Я беру визитку и демонстративно кладу ее в карман. Полицейские меня нервируют. Всегда нервировали. Я вижу, как он всматривается в мое лицо, ищет что-то, хоть что-нибудь, в чем можно углядеть вину. Я отчаянно пытаюсь казаться равнодушной.
Энди оборачивается к Филу:
— Вы не присутствовали на интервью в Холлоуэе, верно? Вы никогда лично не встречали Холли?
— Нет, никогда не видел Холли. Завтра я встречаюсь с Алексой, — совершенно спокойно отвечает Фил.
Впрочем, он-то не связан с авиакатастрофой, двумя убийствами, кражей, обманом и сокрытием ценностей. По-моему, худшее, что сделал Фил в своей жизни, — это выкурил пару косячков. Или загрузил что-нибудь нелегально из интернета.
Взгляд старшего инспектора снова смещается на меня.
— Ах да, ваш документальный фильм. — Он улыбается. Я не вполне понимаю, что означает его улыбка. — Напомните, кто в нем еще задействован?
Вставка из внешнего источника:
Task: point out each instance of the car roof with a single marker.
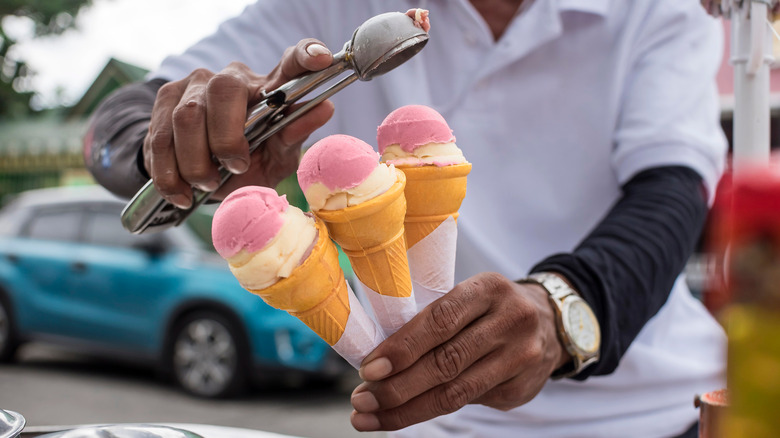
(64, 195)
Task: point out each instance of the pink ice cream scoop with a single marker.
(338, 162)
(413, 126)
(340, 171)
(247, 219)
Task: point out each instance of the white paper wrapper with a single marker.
(389, 312)
(432, 263)
(361, 335)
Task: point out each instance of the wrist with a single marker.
(578, 331)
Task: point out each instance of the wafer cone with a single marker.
(372, 236)
(316, 291)
(432, 195)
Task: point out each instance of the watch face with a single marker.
(581, 325)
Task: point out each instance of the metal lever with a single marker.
(377, 46)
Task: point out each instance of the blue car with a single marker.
(71, 275)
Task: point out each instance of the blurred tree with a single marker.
(48, 17)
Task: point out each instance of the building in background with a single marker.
(45, 150)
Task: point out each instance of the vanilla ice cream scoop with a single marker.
(261, 235)
(417, 135)
(341, 171)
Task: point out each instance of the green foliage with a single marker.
(48, 17)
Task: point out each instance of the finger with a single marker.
(441, 400)
(443, 364)
(434, 325)
(308, 55)
(298, 131)
(227, 97)
(159, 145)
(193, 156)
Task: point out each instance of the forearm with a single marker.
(626, 267)
(112, 147)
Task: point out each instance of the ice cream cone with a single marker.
(316, 291)
(432, 194)
(372, 236)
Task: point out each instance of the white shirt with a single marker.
(590, 92)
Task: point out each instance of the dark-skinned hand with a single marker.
(489, 341)
(203, 115)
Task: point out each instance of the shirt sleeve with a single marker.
(114, 141)
(626, 267)
(669, 113)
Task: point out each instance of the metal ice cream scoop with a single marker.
(379, 45)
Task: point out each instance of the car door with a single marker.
(44, 257)
(120, 282)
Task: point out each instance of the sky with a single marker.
(140, 32)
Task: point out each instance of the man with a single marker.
(592, 127)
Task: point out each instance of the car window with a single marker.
(55, 225)
(105, 228)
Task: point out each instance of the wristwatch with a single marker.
(578, 329)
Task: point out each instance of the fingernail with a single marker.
(377, 369)
(181, 201)
(317, 50)
(209, 186)
(365, 422)
(364, 402)
(235, 165)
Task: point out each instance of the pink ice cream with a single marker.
(247, 219)
(417, 135)
(338, 162)
(420, 17)
(340, 170)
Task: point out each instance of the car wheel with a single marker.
(207, 355)
(8, 341)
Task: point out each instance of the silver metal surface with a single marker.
(11, 424)
(379, 45)
(124, 431)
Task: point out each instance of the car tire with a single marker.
(8, 339)
(208, 355)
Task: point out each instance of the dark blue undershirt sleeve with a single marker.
(626, 267)
(114, 142)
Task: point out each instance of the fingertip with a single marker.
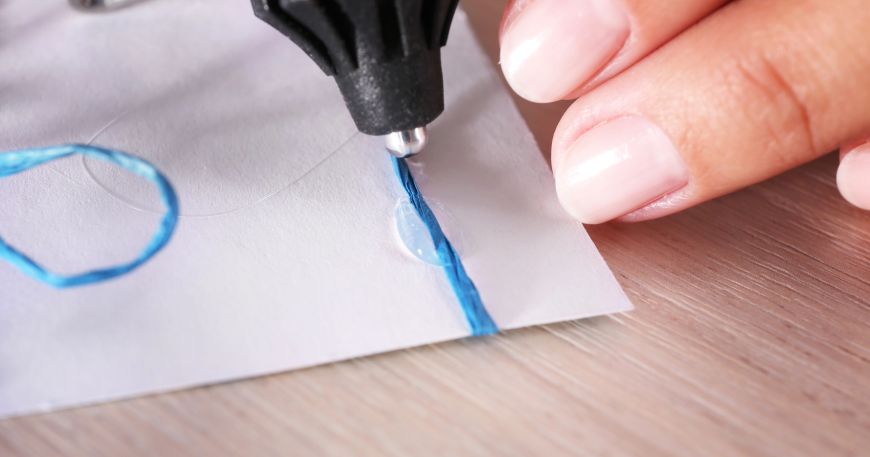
(551, 47)
(853, 175)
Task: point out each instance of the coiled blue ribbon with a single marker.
(479, 320)
(17, 161)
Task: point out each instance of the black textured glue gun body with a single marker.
(385, 56)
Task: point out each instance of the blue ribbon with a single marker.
(17, 161)
(466, 292)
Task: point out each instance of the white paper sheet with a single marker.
(288, 255)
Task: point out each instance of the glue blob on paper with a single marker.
(414, 235)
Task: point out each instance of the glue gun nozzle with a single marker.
(406, 142)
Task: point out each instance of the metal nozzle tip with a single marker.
(407, 142)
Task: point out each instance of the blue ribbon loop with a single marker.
(466, 292)
(18, 161)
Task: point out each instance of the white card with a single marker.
(287, 255)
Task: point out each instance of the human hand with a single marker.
(681, 101)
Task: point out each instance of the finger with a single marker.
(853, 174)
(551, 49)
(757, 88)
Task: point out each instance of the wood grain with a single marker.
(751, 337)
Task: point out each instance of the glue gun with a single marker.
(385, 56)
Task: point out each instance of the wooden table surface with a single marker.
(751, 337)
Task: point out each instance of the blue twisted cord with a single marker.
(13, 162)
(479, 320)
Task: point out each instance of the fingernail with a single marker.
(551, 47)
(853, 176)
(617, 167)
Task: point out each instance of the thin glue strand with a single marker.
(478, 318)
(14, 162)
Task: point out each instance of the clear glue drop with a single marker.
(414, 235)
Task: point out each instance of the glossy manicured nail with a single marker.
(853, 176)
(551, 47)
(617, 167)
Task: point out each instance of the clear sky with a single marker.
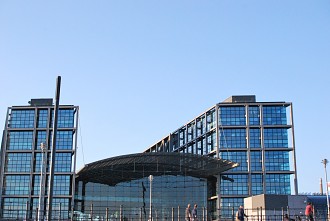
(140, 69)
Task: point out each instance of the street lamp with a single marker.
(43, 165)
(325, 162)
(151, 177)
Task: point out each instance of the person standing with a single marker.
(309, 212)
(194, 213)
(240, 213)
(188, 213)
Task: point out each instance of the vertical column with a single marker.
(294, 152)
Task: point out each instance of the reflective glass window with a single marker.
(274, 115)
(200, 126)
(256, 161)
(41, 138)
(233, 138)
(277, 161)
(61, 209)
(232, 116)
(257, 184)
(36, 185)
(254, 115)
(238, 187)
(275, 138)
(278, 184)
(14, 208)
(167, 192)
(21, 119)
(20, 140)
(65, 118)
(61, 185)
(210, 120)
(63, 162)
(210, 142)
(16, 184)
(228, 204)
(64, 140)
(255, 138)
(238, 157)
(18, 162)
(42, 118)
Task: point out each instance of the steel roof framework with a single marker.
(125, 168)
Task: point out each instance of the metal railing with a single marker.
(122, 213)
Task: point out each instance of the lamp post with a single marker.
(43, 164)
(325, 162)
(151, 177)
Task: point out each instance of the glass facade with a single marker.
(254, 134)
(26, 128)
(132, 199)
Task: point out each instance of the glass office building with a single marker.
(235, 149)
(25, 160)
(144, 185)
(257, 135)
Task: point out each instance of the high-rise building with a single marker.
(257, 135)
(25, 160)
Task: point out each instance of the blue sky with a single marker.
(140, 69)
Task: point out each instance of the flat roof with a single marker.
(125, 168)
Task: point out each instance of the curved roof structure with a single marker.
(124, 168)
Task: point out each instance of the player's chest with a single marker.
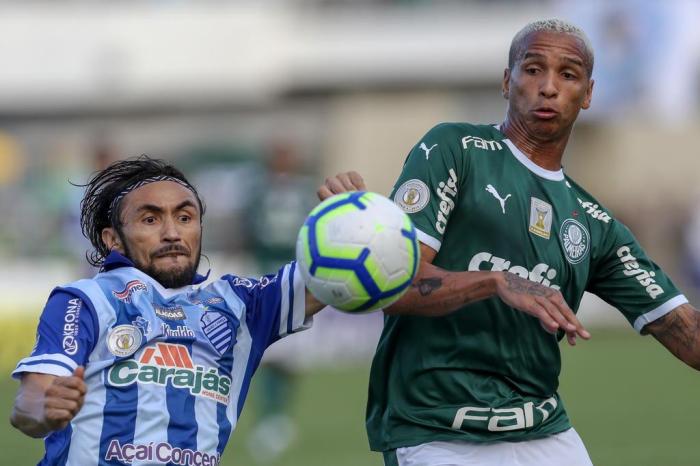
(201, 323)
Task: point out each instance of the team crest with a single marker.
(540, 218)
(218, 330)
(412, 196)
(124, 340)
(575, 239)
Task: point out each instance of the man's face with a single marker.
(548, 84)
(160, 232)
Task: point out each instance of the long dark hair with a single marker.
(98, 209)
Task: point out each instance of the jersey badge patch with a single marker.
(124, 340)
(575, 239)
(218, 330)
(540, 218)
(412, 196)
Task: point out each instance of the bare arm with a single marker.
(45, 402)
(437, 292)
(679, 332)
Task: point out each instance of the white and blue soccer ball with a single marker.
(357, 251)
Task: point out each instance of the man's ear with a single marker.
(111, 239)
(505, 84)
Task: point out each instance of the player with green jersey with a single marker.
(466, 370)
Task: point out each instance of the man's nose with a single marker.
(170, 230)
(548, 86)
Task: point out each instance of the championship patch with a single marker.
(124, 340)
(575, 239)
(218, 330)
(412, 196)
(540, 218)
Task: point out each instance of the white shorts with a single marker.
(565, 448)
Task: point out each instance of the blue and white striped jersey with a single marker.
(167, 370)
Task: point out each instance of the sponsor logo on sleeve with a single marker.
(124, 340)
(129, 290)
(644, 277)
(427, 149)
(575, 239)
(594, 211)
(447, 193)
(169, 312)
(412, 196)
(171, 364)
(71, 327)
(540, 218)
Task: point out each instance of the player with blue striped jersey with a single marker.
(143, 363)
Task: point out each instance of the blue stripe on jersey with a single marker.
(57, 445)
(121, 403)
(119, 417)
(226, 366)
(182, 427)
(290, 312)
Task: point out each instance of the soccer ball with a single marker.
(357, 251)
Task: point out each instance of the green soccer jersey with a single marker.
(488, 372)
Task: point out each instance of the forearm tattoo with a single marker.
(426, 286)
(517, 284)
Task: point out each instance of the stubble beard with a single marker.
(174, 277)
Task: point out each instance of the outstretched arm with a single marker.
(45, 402)
(679, 332)
(437, 292)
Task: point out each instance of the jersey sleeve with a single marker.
(625, 277)
(65, 337)
(429, 185)
(275, 304)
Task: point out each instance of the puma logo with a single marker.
(425, 148)
(500, 199)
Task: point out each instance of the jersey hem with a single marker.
(419, 440)
(649, 317)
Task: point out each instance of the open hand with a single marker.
(341, 183)
(540, 301)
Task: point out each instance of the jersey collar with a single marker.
(115, 260)
(554, 175)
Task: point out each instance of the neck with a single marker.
(545, 151)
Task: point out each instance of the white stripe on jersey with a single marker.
(43, 368)
(299, 320)
(659, 312)
(87, 425)
(284, 303)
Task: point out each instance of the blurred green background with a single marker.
(631, 402)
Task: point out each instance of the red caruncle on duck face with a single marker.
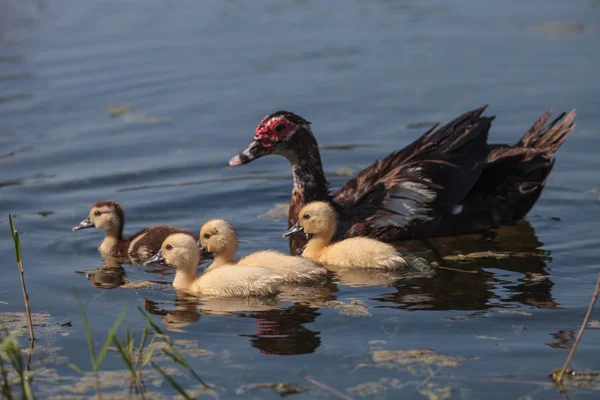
(272, 131)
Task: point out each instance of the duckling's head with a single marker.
(218, 236)
(107, 215)
(315, 219)
(179, 251)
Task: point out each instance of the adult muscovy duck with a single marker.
(447, 182)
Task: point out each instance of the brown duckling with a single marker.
(318, 221)
(218, 237)
(109, 216)
(180, 251)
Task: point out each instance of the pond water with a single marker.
(145, 101)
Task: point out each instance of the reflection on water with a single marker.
(281, 322)
(516, 249)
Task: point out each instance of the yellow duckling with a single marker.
(319, 222)
(181, 252)
(219, 237)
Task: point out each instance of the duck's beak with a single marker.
(156, 259)
(86, 223)
(293, 229)
(253, 151)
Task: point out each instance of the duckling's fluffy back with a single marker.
(363, 252)
(237, 280)
(294, 270)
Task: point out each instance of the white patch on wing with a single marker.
(412, 204)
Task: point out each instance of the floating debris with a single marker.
(283, 389)
(18, 326)
(580, 379)
(417, 356)
(434, 391)
(515, 312)
(484, 337)
(278, 213)
(345, 171)
(356, 308)
(128, 114)
(496, 255)
(139, 285)
(594, 324)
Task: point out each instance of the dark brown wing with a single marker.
(410, 189)
(515, 174)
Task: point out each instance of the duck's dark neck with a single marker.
(310, 183)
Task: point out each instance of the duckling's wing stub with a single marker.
(413, 189)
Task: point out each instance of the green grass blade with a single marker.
(171, 381)
(149, 352)
(27, 388)
(154, 326)
(121, 350)
(140, 351)
(130, 345)
(15, 236)
(109, 339)
(88, 331)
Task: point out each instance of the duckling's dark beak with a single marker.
(294, 228)
(253, 151)
(156, 259)
(86, 223)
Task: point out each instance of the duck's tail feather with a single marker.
(549, 138)
(516, 174)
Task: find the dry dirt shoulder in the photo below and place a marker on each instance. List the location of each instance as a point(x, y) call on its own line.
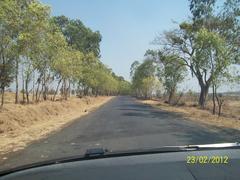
point(22, 124)
point(197, 115)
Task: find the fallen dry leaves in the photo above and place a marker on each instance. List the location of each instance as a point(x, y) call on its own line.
point(197, 115)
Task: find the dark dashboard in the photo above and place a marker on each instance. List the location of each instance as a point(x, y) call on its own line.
point(187, 165)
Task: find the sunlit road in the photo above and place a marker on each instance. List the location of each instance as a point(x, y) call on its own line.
point(120, 124)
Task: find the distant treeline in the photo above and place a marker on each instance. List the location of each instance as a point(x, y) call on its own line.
point(40, 50)
point(206, 45)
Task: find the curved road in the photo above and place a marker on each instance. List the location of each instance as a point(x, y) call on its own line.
point(121, 124)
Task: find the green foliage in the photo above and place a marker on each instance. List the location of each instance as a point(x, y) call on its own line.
point(144, 81)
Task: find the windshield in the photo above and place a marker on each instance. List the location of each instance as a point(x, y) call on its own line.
point(120, 75)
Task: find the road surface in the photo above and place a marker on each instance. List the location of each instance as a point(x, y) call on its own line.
point(121, 124)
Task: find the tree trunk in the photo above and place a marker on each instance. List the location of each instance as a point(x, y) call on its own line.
point(26, 88)
point(23, 89)
point(213, 99)
point(203, 96)
point(16, 83)
point(55, 93)
point(171, 95)
point(3, 91)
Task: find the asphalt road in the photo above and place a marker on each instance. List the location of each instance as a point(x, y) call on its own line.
point(120, 124)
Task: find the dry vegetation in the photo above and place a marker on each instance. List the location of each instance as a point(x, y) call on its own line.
point(22, 124)
point(230, 117)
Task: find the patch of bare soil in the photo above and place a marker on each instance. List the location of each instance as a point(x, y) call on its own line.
point(197, 115)
point(22, 124)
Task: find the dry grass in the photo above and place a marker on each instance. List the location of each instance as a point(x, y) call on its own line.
point(203, 116)
point(22, 124)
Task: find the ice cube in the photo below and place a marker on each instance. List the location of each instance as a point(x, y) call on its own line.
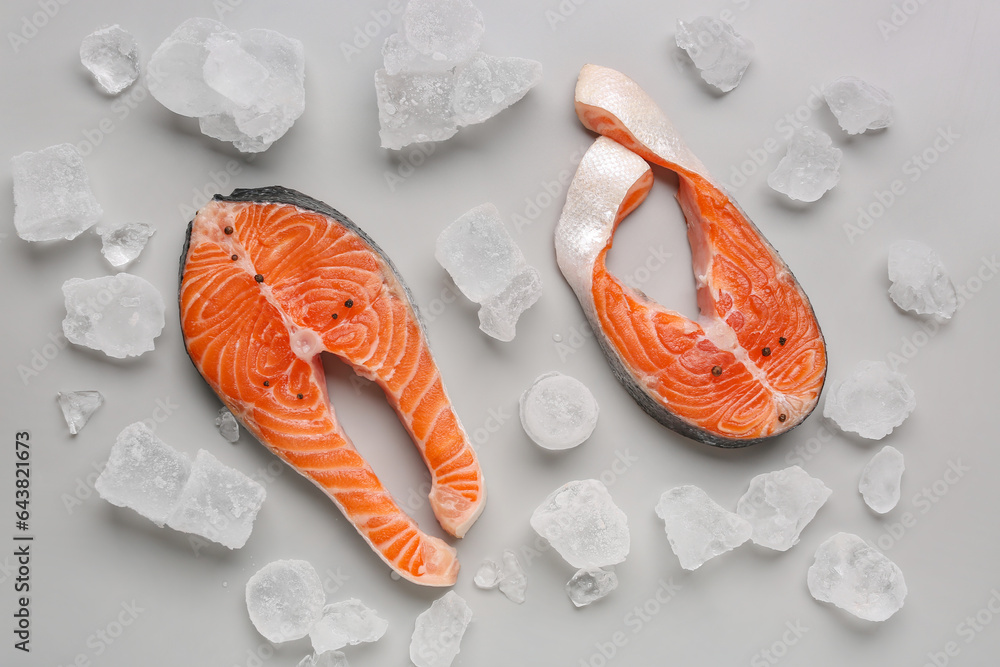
point(414, 107)
point(144, 474)
point(858, 105)
point(479, 253)
point(871, 402)
point(78, 407)
point(880, 479)
point(285, 599)
point(558, 411)
point(218, 503)
point(346, 622)
point(810, 167)
point(780, 504)
point(438, 632)
point(52, 197)
point(486, 85)
point(119, 315)
point(488, 575)
point(590, 585)
point(721, 53)
point(513, 580)
point(121, 245)
point(698, 529)
point(447, 31)
point(228, 427)
point(582, 523)
point(325, 659)
point(111, 55)
point(920, 283)
point(857, 578)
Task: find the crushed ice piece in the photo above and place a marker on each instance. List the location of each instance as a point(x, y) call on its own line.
point(698, 529)
point(581, 522)
point(513, 580)
point(488, 575)
point(345, 623)
point(285, 599)
point(228, 427)
point(78, 407)
point(119, 315)
point(111, 55)
point(121, 245)
point(489, 268)
point(858, 105)
point(218, 503)
point(414, 107)
point(486, 85)
point(809, 168)
point(881, 478)
point(719, 52)
point(780, 504)
point(590, 585)
point(246, 88)
point(920, 283)
point(871, 402)
point(52, 197)
point(857, 578)
point(144, 473)
point(325, 659)
point(438, 631)
point(558, 411)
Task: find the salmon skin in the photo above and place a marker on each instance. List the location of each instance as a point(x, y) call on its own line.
point(753, 365)
point(269, 279)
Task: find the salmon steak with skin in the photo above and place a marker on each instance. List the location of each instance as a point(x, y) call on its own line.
point(269, 280)
point(753, 364)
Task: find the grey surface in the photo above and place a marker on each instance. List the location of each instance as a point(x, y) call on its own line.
point(91, 560)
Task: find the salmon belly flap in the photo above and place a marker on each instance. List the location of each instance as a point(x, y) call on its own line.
point(270, 279)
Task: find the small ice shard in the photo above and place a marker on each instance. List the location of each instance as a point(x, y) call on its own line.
point(119, 315)
point(414, 107)
point(871, 402)
point(446, 31)
point(246, 88)
point(809, 168)
point(325, 659)
point(121, 245)
point(582, 523)
point(858, 105)
point(590, 585)
point(52, 197)
point(227, 425)
point(718, 51)
point(437, 635)
point(488, 575)
point(78, 407)
point(857, 578)
point(346, 623)
point(111, 55)
point(558, 411)
point(513, 580)
point(144, 473)
point(780, 504)
point(285, 599)
point(489, 268)
point(218, 503)
point(697, 527)
point(880, 479)
point(486, 85)
point(920, 283)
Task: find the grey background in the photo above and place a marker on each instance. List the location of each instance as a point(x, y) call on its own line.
point(146, 164)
Он знает. И почти наверняка проверяет меня. Я выдерживаю его взгляд.
— Эдди Бишоп из Пентонвилля, Алекса Фуллер из Холлоуэя и Холли, — перечисляю я. Все это записано, и у меня есть бумаги, способные это доказать.
Энди чуть заметно кивает. Хорошая выборка. И я знаю, что выборка хороша.
Он снова поворачивается к Филу.
— Вы, Фил, в общем-то, можете быть свободны, если хотите. Мне нужна только Эрин. Я не хочу задерживать вас дольше необходимого. Так что можете спокойно убегать.
Фил смотрит на меня. Я киваю: «Все будет хорошо». Уходя, он оглядывается, вскинув брови. Это было странное утро.
Наш документальный фильм может оказаться чем-то большим, чем мы представляли изначально. Я это знаю. И Фил тоже знает. Поэтому он примется тралить все социальные сети и медиаплатформы, где могла отметиться Холли, со своего «Макбука», как только отыщет ближайшее кафе с вай-фаем.
Энди отправляет прочь и Мишель, якобы пожелав выпить еще чашку ее отвратительного кофе. Как только она выходит, он подается ко мне, опираясь локтями в колени, и становится еще более серьезным.
— Итак, Эрин, во время интервью с Холли вы что-нибудь заметили? Что угодно, что показалось вам необычным, странным? Она хоть что-нибудь при вас упоминала?
Без своей улыбки он кажется старше. Кажется более потрепанным, уставшим, больше похожим на детектива, какими я их себе представляла.
Я мысленно возвращаюсь к интервью, взятому два месяца назад. С тем же успехом мог пройти и год, учитывая, сколько всего с тех пор случилось. Заметила ли я то, что могло бы намекнуть на ее побег на Ближний Восток? Заметила или нет?